The Houston bunch did a fantastic job. We hand picked every specimen. They take very good care of their trees and move a ton of dirt and prepare the holes with care. Verdant Tree Farm is NW Houston and worth the visit. We also had them do a smaller job in Houston for us and had the same great results.

The second project was to prepare the beds and make the place look finished (trim around beds, 20 tons of rock, weed cloth and a few bushes). We used the Rockport landscaper because it was a smaller job and like to keep business in town. The thought was that this small a job shouldn't have too much "stupid tax" in it for using the folks that had such a high price on the palms. My bad.

The estimator did a poor job, "missing" a couple things in the original bid that were discussed. They also missed the rock needs by 25%. WE also added a couple small things that changed the total price by a few percent. By the time it was all done (2 days late), the price had essentially doubled. WE did a poor job vetting the original bid (assuming what we asked for was in there...our fault).
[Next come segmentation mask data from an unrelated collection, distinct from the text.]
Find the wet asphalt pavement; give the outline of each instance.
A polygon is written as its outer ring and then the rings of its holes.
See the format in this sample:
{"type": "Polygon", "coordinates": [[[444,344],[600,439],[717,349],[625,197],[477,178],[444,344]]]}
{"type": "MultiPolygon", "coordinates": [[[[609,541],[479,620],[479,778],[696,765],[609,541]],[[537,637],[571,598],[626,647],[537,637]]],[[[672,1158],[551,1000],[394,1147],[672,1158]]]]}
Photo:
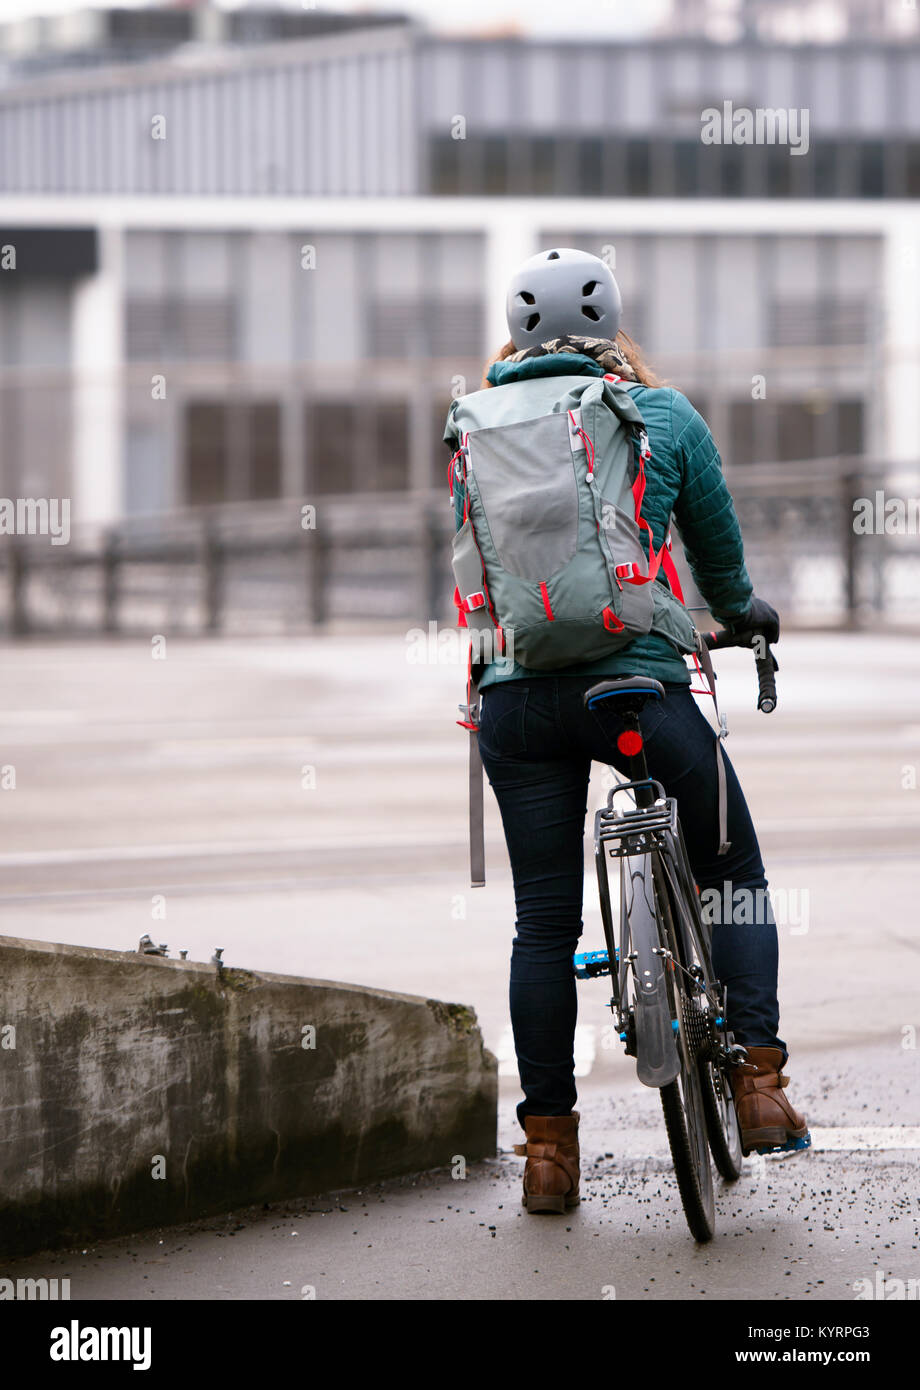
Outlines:
{"type": "MultiPolygon", "coordinates": [[[[235,1212],[0,1273],[66,1276],[72,1299],[858,1308],[860,1293],[898,1296],[880,1279],[916,1299],[920,641],[800,635],[780,654],[770,720],[753,711],[746,654],[720,662],[720,703],[784,895],[781,1033],[815,1144],[746,1160],[730,1187],[717,1179],[716,1238],[699,1247],[657,1094],[607,1046],[600,981],[579,987],[583,1200],[558,1217],[520,1205],[510,875],[487,787],[487,884],[468,886],[459,666],[408,665],[398,633],[171,642],[162,663],[142,643],[9,649],[4,760],[17,788],[0,806],[0,931],[127,949],[149,927],[150,894],[165,893],[158,927],[173,954],[208,959],[221,945],[232,965],[471,1004],[503,1074],[500,1152],[465,1178],[445,1170],[235,1212]]],[[[602,942],[586,862],[591,949],[602,942]]]]}

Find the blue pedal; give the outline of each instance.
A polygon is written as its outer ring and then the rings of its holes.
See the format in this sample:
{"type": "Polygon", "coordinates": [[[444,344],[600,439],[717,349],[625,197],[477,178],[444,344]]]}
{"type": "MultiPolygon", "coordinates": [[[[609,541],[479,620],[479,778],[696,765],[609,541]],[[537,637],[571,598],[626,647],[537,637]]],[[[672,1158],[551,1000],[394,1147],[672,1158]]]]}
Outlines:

Some overages are expected. But double? Wow. Shame on us for getting in this spot.

I had a frank discussion with the owner. They did a great job on the beds. His crew was courteous. But the poor pricing, poor estimating, and poor timing will keep us away in the future. This is the case because the responses I got to my concerns ranged from blaming one of his own employees to lamenting about having to be up at his ranch taking care of cows. That didn't sit well with me.

If you don't care what you pay, this Rockport landscaping company is perfect.

Otherwise, I'd spend the time to get other bids, even from out of town.


----------



## w_r_ranch (Jan 14, 2005)

Pictures???


----------



## Monarchy (Jun 3, 2004)

*couple pics*

Here are a couple pics of the bay side of the house.


----------



## Slimshady (Jan 11, 2005)

Your story sounds all too familiar. Just went through the same process over irrigation. I've been bringing my own workers from Waco for the past 9 years. If you do find someone halfway decent, they're twice the price as anywhere else in the state. I'm actually sending my painter down this weekend to paint my exterior for half the cost. Atleast I know what I'm getting. 

Water under the bridge now. Landscaping looks great and your view is incredible (estes?). Sit back and enjoy it.


----------